You hereby authorise and empower us to collect, store and process your personal information necessary and required in respect of providing the services to you and to allow us to comply with our legal obligations. We undertake not to transfer your data to any third parties, except if required by law or authorised by you.

You have a right to access your personal data and may ask for a rectification where such data is inaccurate or incomplete. You have a right to object to the use of your data for marketing purposes (e.g. invitations to seminars or legal updates).

Your data will be kept as long as required for the provision of our services to you, subject to the legal period of limitation.


In order to comply with Luxembourg money laundering requirements and to satisfy our professional KYC obligations, we may need to obtain evidence and sufficient information relating to the Client, their identity, their business and the nature and origin of the funds that pass through our accounts or which are involved in any transactions.

Under certain circumstances and conditions, we are obliged by the applicable rules to report any suspicious activity where we know or suspect that money or property is the subject of money laundering. Our obligation to report to the authorities prevails our legal duty of secrecy and confidentiality.

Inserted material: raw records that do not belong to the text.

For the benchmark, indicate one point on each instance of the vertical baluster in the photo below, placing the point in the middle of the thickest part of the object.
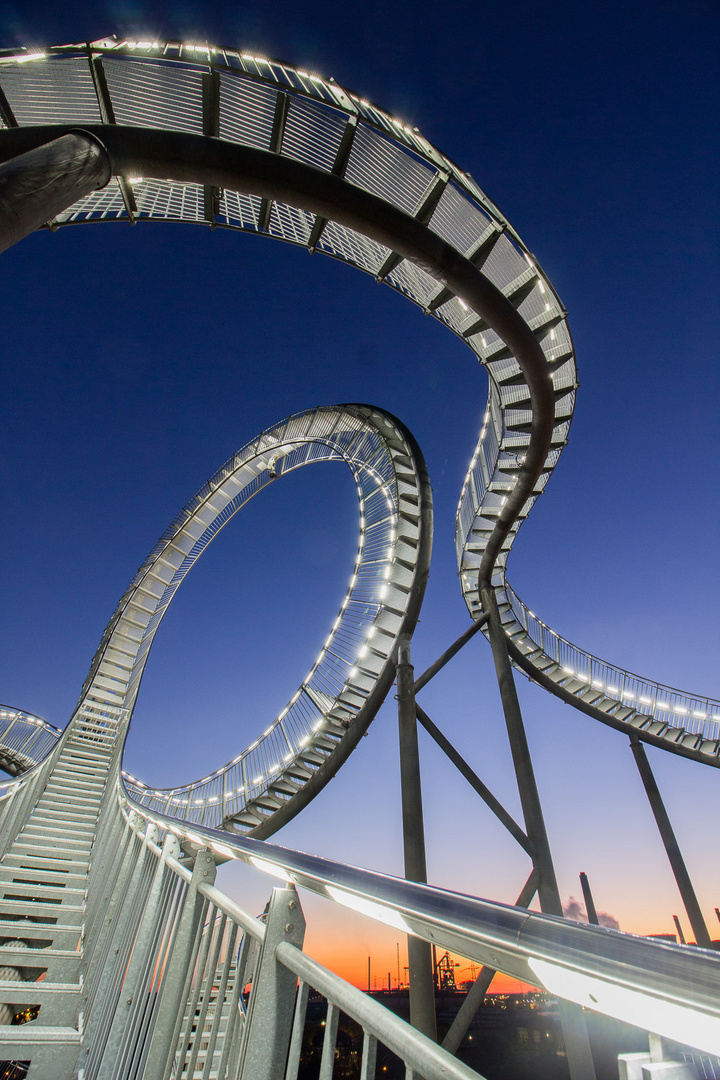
(298, 1031)
(328, 1042)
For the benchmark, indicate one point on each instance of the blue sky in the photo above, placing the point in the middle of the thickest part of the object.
(135, 362)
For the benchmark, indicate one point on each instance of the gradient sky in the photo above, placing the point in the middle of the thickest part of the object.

You cannot hold us liable for any loss where it arises as a result of any such disclosure to the relevant authorities.


While implementing instructions, we will take appropriate measures to preserve confidentiality of the client relationship.

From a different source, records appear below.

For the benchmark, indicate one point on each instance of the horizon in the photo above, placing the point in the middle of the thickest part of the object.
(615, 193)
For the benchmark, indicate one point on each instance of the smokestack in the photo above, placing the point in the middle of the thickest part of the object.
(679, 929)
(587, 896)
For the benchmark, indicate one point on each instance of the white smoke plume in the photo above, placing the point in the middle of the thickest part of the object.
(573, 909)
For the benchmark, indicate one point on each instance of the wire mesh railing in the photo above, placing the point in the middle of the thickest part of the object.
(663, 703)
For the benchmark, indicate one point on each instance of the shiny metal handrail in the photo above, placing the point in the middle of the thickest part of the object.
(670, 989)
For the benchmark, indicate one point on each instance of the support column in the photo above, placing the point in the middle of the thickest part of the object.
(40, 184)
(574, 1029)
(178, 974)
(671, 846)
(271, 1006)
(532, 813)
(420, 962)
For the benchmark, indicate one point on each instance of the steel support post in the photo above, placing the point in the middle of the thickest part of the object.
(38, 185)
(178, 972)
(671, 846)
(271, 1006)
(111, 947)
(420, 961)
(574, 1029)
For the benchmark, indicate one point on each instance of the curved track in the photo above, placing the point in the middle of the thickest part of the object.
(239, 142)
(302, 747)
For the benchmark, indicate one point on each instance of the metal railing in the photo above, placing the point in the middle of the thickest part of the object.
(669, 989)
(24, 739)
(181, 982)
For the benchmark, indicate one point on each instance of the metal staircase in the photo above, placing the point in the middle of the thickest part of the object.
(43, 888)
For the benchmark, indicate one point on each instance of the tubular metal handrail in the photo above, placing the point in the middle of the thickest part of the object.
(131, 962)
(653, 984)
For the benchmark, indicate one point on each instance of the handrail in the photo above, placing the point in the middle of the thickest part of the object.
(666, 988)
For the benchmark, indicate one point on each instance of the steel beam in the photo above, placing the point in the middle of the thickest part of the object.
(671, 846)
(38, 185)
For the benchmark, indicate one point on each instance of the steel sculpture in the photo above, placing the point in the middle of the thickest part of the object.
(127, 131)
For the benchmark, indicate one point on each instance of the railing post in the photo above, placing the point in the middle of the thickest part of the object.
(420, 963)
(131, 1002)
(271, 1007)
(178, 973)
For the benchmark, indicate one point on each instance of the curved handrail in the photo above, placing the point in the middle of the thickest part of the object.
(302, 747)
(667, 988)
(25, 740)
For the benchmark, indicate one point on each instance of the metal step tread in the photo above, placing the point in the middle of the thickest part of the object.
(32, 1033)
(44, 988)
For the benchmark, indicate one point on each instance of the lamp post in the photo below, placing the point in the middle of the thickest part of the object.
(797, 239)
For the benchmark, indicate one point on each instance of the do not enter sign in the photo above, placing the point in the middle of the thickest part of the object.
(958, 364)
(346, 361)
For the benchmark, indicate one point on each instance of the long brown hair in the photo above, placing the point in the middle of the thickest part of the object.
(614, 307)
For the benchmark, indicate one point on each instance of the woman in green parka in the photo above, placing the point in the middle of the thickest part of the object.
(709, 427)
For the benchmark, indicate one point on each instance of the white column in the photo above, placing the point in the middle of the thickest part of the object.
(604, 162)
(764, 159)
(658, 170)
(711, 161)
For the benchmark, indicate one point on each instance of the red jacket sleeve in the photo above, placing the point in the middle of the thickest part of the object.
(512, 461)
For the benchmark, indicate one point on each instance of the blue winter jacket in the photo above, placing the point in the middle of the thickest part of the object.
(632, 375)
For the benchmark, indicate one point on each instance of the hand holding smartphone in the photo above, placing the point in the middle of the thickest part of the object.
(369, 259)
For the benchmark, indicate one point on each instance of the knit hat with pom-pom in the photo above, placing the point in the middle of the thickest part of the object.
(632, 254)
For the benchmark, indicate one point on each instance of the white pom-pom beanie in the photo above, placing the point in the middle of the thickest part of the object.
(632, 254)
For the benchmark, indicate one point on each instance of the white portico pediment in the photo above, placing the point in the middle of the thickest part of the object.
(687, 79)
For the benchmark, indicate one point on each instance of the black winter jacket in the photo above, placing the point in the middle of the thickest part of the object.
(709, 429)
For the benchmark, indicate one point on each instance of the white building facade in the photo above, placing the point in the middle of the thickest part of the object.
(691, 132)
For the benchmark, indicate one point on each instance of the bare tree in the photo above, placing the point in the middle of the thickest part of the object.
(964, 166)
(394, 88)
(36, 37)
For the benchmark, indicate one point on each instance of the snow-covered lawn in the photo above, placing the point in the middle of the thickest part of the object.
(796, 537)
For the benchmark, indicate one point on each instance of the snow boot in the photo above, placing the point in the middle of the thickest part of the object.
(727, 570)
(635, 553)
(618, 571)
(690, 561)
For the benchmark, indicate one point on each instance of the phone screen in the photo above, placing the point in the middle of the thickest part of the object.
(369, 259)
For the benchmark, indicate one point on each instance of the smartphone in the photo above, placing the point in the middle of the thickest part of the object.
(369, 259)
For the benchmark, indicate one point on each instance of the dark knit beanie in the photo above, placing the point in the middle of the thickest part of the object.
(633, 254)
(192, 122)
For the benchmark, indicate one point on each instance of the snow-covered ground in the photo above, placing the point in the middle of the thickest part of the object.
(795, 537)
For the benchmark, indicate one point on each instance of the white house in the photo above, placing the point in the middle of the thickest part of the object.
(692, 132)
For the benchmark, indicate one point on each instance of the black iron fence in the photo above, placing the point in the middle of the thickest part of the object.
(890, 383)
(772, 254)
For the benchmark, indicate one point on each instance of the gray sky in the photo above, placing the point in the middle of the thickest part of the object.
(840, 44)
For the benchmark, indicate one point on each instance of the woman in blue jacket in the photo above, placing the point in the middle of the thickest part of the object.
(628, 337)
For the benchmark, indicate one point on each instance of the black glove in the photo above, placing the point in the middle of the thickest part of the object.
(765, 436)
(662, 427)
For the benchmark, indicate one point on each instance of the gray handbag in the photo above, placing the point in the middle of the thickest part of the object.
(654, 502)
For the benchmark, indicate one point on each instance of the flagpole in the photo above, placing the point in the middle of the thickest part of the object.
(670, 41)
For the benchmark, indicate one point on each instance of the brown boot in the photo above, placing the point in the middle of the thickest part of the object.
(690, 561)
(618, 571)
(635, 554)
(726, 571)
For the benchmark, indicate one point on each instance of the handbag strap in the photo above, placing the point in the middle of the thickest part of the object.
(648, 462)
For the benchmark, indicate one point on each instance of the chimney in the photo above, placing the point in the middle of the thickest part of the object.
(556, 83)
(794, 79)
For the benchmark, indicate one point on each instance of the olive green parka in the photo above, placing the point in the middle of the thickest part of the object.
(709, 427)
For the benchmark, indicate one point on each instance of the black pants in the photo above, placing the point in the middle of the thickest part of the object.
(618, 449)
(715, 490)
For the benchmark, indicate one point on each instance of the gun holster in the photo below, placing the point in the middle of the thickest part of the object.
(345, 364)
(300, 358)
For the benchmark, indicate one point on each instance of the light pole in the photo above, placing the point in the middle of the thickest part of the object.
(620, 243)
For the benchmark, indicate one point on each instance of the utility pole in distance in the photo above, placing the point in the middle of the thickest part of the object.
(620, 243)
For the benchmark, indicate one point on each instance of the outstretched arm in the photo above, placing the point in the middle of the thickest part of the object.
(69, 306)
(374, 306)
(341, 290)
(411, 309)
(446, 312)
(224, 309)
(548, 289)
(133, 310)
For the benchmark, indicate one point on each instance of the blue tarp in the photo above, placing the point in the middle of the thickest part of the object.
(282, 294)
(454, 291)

We will be liable to the Client, or any third party, for losses, damages, costs or expenses (the “Losses”) which are determined to have been caused by our gross negligence, breach of contract or wilful default. Any liability arising out of or in connection with any instructions or any services provided by the Firm is limited to the amount that is paid out for that event under the liability insurance coverage taken out by the Firm.

The right to compensation for damages shall at any rate terminate 24 (twenty-four) months after the date of issuance of our invoice relating to the matters subject to our engagement.

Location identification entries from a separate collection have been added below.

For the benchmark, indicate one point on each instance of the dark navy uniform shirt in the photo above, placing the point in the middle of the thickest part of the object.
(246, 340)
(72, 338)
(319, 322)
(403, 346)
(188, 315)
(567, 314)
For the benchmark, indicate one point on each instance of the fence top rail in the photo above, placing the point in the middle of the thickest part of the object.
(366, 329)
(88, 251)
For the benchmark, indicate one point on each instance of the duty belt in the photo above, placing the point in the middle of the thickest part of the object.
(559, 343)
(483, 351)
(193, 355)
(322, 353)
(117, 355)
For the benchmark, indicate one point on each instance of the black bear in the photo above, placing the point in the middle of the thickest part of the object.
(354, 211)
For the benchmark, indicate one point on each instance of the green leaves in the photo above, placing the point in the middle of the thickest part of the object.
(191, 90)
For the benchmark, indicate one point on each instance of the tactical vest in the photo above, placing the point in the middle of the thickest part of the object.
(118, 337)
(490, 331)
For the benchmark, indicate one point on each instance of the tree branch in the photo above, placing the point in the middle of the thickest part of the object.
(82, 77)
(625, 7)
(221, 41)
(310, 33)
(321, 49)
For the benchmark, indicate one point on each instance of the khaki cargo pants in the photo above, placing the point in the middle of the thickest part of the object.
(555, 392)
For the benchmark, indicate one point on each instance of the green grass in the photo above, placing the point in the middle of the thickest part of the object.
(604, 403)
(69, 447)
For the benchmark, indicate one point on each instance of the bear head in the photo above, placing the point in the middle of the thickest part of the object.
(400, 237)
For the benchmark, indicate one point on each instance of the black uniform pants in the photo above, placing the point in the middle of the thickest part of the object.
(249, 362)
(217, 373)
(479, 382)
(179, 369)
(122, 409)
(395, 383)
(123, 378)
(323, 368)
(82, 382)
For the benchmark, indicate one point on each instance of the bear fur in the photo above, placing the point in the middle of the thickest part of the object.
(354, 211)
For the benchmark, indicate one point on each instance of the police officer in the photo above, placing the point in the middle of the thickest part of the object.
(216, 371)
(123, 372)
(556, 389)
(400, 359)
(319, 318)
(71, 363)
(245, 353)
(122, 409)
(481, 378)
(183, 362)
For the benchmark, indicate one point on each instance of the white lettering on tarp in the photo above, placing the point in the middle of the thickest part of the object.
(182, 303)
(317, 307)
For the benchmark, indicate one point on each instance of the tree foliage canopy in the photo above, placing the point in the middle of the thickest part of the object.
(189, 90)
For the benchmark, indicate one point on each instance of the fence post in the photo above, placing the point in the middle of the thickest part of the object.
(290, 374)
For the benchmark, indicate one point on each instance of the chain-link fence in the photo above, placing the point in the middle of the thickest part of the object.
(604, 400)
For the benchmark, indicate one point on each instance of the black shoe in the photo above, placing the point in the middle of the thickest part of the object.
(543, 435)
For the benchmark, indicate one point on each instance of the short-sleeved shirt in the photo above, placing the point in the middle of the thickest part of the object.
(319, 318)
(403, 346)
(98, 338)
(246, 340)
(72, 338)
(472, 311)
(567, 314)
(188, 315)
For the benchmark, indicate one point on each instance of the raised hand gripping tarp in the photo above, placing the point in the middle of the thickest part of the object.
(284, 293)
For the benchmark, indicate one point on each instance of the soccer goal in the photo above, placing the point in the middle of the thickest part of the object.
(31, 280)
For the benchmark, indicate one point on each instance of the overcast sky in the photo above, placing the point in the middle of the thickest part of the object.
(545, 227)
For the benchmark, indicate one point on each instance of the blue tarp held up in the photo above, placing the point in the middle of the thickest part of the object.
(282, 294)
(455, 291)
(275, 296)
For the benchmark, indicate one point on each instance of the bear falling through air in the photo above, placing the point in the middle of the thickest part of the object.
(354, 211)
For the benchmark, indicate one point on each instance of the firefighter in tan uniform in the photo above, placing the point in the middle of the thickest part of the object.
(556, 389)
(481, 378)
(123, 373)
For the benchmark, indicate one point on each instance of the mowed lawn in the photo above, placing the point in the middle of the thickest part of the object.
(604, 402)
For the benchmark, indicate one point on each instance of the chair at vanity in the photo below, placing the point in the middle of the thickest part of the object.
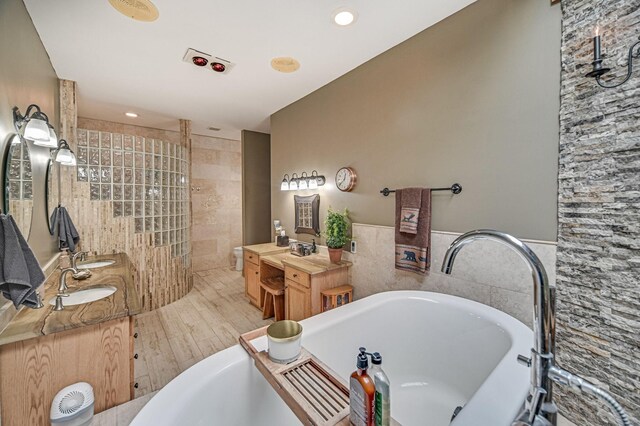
(272, 298)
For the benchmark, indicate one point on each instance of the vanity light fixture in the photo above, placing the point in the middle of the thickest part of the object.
(34, 126)
(284, 186)
(598, 70)
(303, 182)
(293, 183)
(64, 155)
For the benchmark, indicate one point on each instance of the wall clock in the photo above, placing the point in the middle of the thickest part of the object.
(346, 179)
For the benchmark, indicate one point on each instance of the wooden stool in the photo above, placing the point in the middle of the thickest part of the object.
(337, 296)
(272, 298)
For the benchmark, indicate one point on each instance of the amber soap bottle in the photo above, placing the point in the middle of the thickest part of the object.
(361, 393)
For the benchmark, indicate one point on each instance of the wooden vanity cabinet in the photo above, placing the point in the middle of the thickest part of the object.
(32, 371)
(252, 279)
(302, 291)
(297, 295)
(251, 268)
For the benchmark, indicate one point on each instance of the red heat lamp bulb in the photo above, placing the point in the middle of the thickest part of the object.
(200, 61)
(218, 67)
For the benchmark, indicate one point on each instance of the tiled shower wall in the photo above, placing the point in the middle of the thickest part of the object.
(216, 172)
(161, 257)
(144, 178)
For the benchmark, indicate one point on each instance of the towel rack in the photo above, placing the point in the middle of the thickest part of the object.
(456, 188)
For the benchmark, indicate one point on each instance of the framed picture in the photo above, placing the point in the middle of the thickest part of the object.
(307, 214)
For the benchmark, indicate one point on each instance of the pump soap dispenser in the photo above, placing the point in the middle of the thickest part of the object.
(362, 393)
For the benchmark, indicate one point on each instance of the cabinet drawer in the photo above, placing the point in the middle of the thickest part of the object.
(251, 258)
(301, 278)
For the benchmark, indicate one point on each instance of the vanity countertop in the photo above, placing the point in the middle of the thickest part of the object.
(314, 264)
(30, 323)
(265, 249)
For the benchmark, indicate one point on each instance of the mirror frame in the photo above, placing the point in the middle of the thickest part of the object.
(314, 200)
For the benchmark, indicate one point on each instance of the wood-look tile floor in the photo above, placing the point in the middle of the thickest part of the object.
(207, 320)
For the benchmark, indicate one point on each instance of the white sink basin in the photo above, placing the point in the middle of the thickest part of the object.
(96, 264)
(85, 296)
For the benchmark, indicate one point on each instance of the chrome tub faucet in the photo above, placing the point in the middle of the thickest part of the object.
(539, 408)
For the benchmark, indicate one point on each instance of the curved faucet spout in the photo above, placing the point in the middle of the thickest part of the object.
(543, 315)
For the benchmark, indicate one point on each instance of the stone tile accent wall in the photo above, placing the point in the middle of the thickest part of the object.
(485, 271)
(216, 169)
(598, 279)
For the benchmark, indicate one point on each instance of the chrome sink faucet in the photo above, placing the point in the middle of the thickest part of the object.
(74, 258)
(62, 282)
(539, 408)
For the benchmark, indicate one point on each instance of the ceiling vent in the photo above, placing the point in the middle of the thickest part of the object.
(210, 62)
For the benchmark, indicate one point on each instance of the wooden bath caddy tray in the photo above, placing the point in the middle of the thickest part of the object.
(309, 388)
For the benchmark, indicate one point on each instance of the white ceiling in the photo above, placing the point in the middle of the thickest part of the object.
(125, 65)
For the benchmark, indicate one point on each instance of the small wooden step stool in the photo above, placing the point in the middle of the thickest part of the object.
(272, 298)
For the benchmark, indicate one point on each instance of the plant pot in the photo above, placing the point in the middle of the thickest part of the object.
(335, 255)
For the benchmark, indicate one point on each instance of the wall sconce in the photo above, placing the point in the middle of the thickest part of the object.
(34, 126)
(293, 183)
(64, 155)
(598, 70)
(303, 182)
(284, 186)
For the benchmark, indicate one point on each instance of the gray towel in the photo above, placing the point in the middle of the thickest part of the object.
(68, 236)
(20, 274)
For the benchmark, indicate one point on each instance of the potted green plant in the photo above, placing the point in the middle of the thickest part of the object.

We are entitled to retain all you papers and documents until all amounts due or accrued have been discharged. When we have sent you final statement of fees and expenses, we will retain your file of papers (except for any of your papers which have been returned to you) for ten years. After this period, we may destroy your file.


Our advice should not be disclosed to any third party without our prior written consent. We accept no responsibility for any consequences arising from reliance upon our advice by any person other than the Client.

You will provide us with any documents and information that we may need to complete this engagement.

Unless instructed otherwise, we will assume that all of your employees, directors and officers who give us instructions are authorized to do so and that we may act on oral instructions.

We may correspond, convey documentation and generally communicate with you and any third party in connection with our services electronically (unless expressly requested otherwise on specific matters) and receive such communications from you and any third party.

Electronic transmission of information by e-mail on the Internet or otherwise has inherent risks and that such communications may become lost, delayed, intercepted, corrupted or be otherwise altered, rendered incomplete or fail to be delivered. As the electronic transmission of information cannot be guaranteed to be secure or error-free and its confidentiality may be vulnerable to access by unauthorized third parties, neither party shall have any responsibility or liability to each other on any basis other than your or our bad faith, fraud or wilful default in respect of any error, omission, claim or loss arising from or in connection with the electronic communication of information by us for you or any third party or to us by you or any third party (or their or our reliance on such information).

If any of the terms of business set out herein are declared void, illegal or otherwise unenforceable, the remainder shall remain fully applicable.


Any instructions to act for you, our engagement and these Terms are governed by and construed in accordance with the laws of the Grand Duchy of Luxembourg. The Courts of Luxembourg City shall have exclusive jurisdiction.